Fee Simplistic is a semi-regular post by Martin Tessler, whom after more than 30 years of commercial fee appraiser-related experience, gets to the bottom of real issues by seeing the both the trees and the forest. He has never been accused of being a man of few words and his commentary can’t be inspired on a specific day of the week. In this post, he ads a new acronym to our tool box while giving us a lesson in how we got here. Great, great stuff.” …Jonathan Miller
One of the few advantages of being an “old fogey” with 30 years of real estate counseling experience notched on the belt is that if you hang around long enough you will see history repeating itself in cyclical aspects of real estate finance-roughly every 20 years. My career started back in the early 70’s when the REIT world imploded as the result of mostly borrowing short but investing long at a time that the economy underwent something the economists called “stagflation” following the first oil crisis. It was a time of double digit inflation, a stagnant economy and it also featured a phenomenon called “disintermediation”- a PhD word that denoted the massive withdrawal of deposits from fixed interest savings accounts that resulted in the devastation of real estate financing and many REIT’s. Somewhat similar to today’ subprime and hedge fund world of investing it was a time of money chasing deals.

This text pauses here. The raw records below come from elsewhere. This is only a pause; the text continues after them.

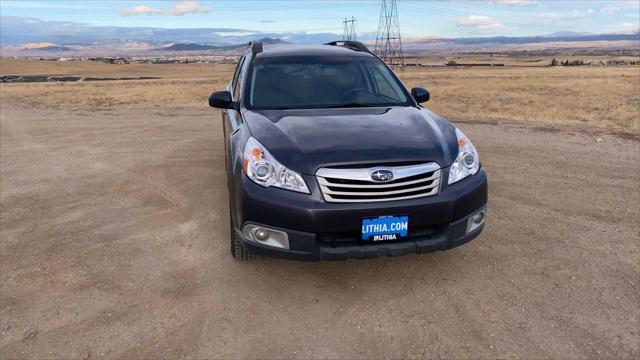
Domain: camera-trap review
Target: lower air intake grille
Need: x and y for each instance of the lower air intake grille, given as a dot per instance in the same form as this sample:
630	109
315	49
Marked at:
357	185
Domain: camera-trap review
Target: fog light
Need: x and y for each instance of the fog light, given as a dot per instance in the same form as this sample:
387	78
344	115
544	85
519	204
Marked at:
476	220
261	234
266	236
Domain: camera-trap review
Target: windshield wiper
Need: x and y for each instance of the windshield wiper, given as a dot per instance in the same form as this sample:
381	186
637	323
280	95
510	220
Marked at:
349	105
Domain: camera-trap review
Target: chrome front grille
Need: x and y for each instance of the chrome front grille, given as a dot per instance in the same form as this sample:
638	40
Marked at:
356	185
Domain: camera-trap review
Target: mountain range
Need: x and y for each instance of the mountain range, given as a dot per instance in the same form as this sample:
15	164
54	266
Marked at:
33	37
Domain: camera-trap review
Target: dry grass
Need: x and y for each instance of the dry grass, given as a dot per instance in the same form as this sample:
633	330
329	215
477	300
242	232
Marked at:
608	98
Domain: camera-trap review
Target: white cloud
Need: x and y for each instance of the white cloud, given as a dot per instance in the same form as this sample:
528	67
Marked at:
141	10
567	15
516	2
477	22
610	9
181	8
189	7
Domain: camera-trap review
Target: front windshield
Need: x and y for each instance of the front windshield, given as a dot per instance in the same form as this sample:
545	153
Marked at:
322	82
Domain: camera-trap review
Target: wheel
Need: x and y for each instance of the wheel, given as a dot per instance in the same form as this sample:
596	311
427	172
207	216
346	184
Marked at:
238	251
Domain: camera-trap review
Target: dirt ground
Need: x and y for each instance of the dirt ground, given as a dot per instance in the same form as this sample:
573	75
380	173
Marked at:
114	244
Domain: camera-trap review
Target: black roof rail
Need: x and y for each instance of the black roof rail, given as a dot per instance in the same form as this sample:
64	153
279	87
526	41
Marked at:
256	47
353	45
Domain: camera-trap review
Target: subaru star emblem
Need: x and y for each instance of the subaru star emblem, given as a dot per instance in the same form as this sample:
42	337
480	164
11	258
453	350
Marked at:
382	175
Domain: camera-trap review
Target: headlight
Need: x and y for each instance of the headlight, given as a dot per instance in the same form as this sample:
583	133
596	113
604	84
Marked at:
261	167
467	163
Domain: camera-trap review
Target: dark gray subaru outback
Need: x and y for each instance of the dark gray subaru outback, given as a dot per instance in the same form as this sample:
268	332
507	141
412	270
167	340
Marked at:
329	157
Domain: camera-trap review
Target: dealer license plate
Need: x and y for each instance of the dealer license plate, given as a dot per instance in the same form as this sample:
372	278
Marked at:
385	228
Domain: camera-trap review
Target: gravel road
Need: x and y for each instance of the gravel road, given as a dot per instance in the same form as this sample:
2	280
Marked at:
113	244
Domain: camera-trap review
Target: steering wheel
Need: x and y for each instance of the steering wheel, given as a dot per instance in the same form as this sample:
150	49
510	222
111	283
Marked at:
352	93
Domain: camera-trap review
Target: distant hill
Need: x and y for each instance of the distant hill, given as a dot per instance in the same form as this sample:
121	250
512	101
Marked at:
568	34
202	47
44	47
565	36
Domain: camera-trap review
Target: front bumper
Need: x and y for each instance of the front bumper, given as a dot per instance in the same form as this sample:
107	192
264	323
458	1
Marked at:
319	230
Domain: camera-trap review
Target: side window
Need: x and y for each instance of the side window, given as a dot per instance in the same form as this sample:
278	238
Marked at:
386	86
234	82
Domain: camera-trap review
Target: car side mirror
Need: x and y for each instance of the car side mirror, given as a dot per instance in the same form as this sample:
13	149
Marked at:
420	94
222	100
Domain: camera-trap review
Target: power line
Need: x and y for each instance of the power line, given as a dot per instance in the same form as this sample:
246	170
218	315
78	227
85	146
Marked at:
349	29
388	41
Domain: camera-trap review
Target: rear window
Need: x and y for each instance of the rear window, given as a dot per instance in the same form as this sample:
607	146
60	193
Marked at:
322	82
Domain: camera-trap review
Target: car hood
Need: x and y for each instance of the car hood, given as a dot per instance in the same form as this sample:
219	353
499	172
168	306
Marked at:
306	140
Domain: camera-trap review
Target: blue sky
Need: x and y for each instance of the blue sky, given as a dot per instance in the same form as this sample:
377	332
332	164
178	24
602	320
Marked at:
452	18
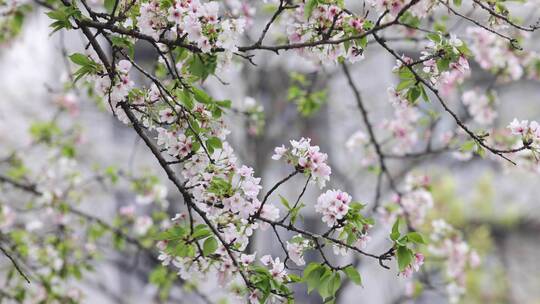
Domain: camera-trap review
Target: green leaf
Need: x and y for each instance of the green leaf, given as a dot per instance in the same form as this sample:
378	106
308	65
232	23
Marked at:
214	142
353	275
395	230
404	257
80	59
285	202
468	145
209	246
109	5
309	7
415	237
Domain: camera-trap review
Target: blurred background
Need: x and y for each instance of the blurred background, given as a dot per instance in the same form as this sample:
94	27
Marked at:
495	204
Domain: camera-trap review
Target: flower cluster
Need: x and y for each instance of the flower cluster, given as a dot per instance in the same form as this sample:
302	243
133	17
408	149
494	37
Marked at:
296	247
306	158
414	266
199	22
447	243
333	205
415	201
277	268
307	24
530	131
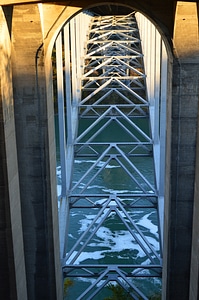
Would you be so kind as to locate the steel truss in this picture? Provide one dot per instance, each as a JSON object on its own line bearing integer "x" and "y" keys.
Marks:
{"x": 114, "y": 98}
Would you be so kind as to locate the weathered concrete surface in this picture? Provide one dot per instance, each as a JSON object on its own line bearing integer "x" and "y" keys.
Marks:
{"x": 35, "y": 186}
{"x": 12, "y": 266}
{"x": 179, "y": 210}
{"x": 36, "y": 156}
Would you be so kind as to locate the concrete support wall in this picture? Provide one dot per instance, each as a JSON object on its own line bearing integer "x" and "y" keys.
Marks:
{"x": 12, "y": 266}
{"x": 36, "y": 156}
{"x": 28, "y": 204}
{"x": 184, "y": 132}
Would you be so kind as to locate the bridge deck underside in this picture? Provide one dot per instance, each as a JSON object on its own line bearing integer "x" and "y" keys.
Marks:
{"x": 113, "y": 143}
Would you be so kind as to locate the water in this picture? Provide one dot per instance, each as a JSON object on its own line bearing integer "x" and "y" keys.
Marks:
{"x": 112, "y": 243}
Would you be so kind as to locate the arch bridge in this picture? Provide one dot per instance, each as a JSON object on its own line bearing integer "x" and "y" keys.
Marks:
{"x": 30, "y": 246}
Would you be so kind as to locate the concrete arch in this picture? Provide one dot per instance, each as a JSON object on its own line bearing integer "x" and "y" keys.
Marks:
{"x": 36, "y": 150}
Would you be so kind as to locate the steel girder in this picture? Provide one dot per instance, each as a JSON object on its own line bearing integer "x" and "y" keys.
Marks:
{"x": 113, "y": 98}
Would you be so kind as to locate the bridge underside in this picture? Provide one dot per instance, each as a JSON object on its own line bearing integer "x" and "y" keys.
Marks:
{"x": 115, "y": 129}
{"x": 29, "y": 223}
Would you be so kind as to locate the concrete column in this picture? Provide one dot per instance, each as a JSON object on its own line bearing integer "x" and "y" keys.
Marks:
{"x": 183, "y": 157}
{"x": 12, "y": 266}
{"x": 36, "y": 156}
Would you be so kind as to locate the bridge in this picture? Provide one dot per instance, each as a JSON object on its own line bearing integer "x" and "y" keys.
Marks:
{"x": 30, "y": 246}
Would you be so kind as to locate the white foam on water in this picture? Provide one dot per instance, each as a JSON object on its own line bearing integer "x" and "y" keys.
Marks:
{"x": 147, "y": 223}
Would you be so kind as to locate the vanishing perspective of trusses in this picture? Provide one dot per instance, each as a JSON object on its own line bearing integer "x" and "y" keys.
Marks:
{"x": 102, "y": 91}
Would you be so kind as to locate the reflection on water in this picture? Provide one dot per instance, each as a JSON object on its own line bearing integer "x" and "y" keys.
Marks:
{"x": 112, "y": 243}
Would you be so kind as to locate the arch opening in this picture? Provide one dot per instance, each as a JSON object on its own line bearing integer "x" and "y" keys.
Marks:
{"x": 111, "y": 84}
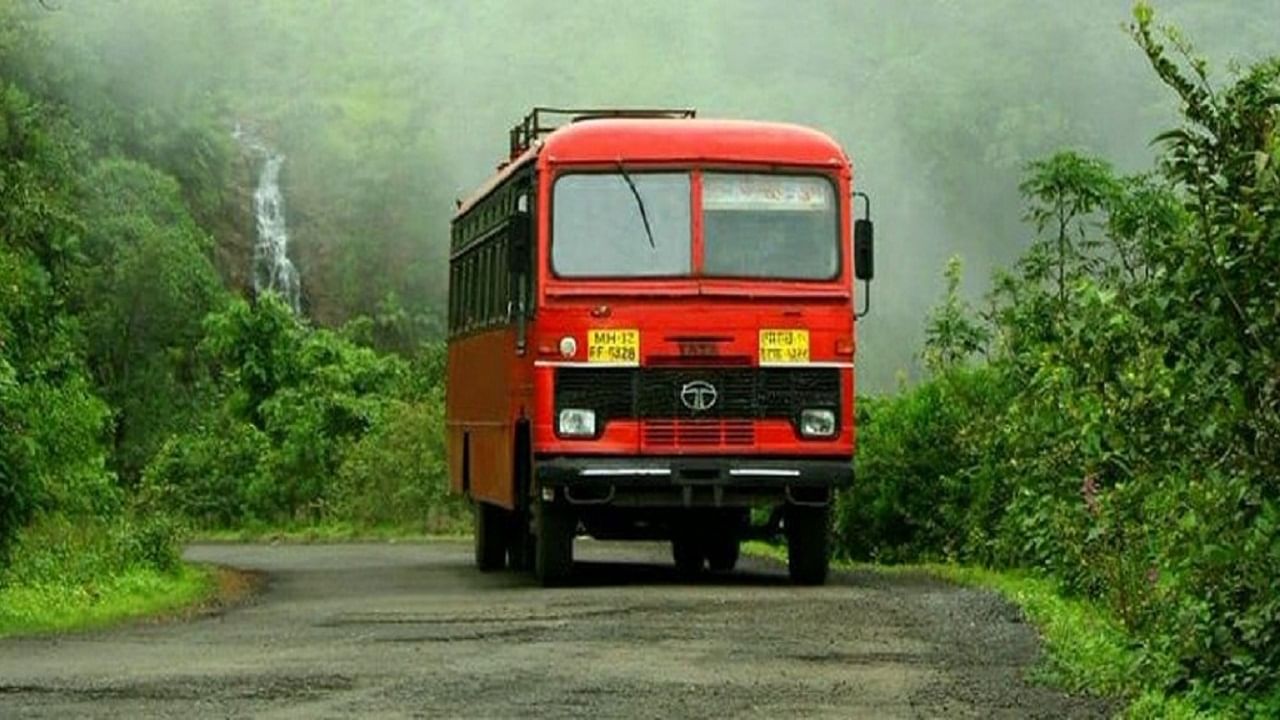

Recovery from stagflation culminated in the mid-late 80’s when Wall Street and the real estate markets hit its stride with a booming stock market-think Gordon Gekko a/k/a Michael Douglas’s “greed is good” and the unscrupulous S&L bankers and their crooked appraiser cronies. As banks hemorrhaged loan write-downs from fraudulent appraisals Congress went after the appraisal profession (the bankers, for the most part, escaped punishment owing perhaps to the fact that the American Bankers Association is more generous to Congressional campaigns than the penurious appraisal world) and we got FIRREA in 1989. FIRREA, as we all know by now, was the Feds pointing the finger at the appraisers while telling the bankers to beware whom they sign up on their appraisal “dance card”.
Fast-forwarding to the late 90’s and the post millennium a new crop of miscreants surfaced, namely the underwriters and the rating agencies. The advent of the slice and dice tranche in the RMBS and CMBS world gave rise to the subprime and its not-quite illegitimate but certainly suspect “piggyback” loan. A recent article in the Wall Street Journal noted that in 2000 Standard & Poor concluded that “piggyback” loans were no more likely to default than those of standard mortgages. A new symbiosis evolved between the lenders eager to lend, the home buyers and speculator investors eager to borrow on easy credit, the Wall Street underwriters eager to sell their bonds and collect their up-front commissions and the bond rating agencies eager to capitalize on the lucrative and expanding rating business.
As with the appraisal world you had lenders shopping around for the “right” value from cooperating so too with the bond world you had underwriters shopping around for the right credit rating from the rating agencies. Moody’s had revenue of roughly $3 billion from 2002-2006 for rating securities from a variety of debt pools including mortgages and other types of loans. Standard & Poor did not change its mind on “piggybacks” calling them more likely to default until 2006 at which time the subprime mortgage market ballooned to $1.1 trillion.
Now that the chickens are coming home to roost and the appraisal world is, for the most part, guiltless will the Feds move to reign in the underwriter/credit rating agency cabal? Is it time for FURREA-the Financial Underwriting Reform and Recovery Enforcement Act? Perhaps New York Senator Chuck Schumer, who never saw some skullduggery that did not warrant a Congressional action should be asked, “How about this one Chuck”?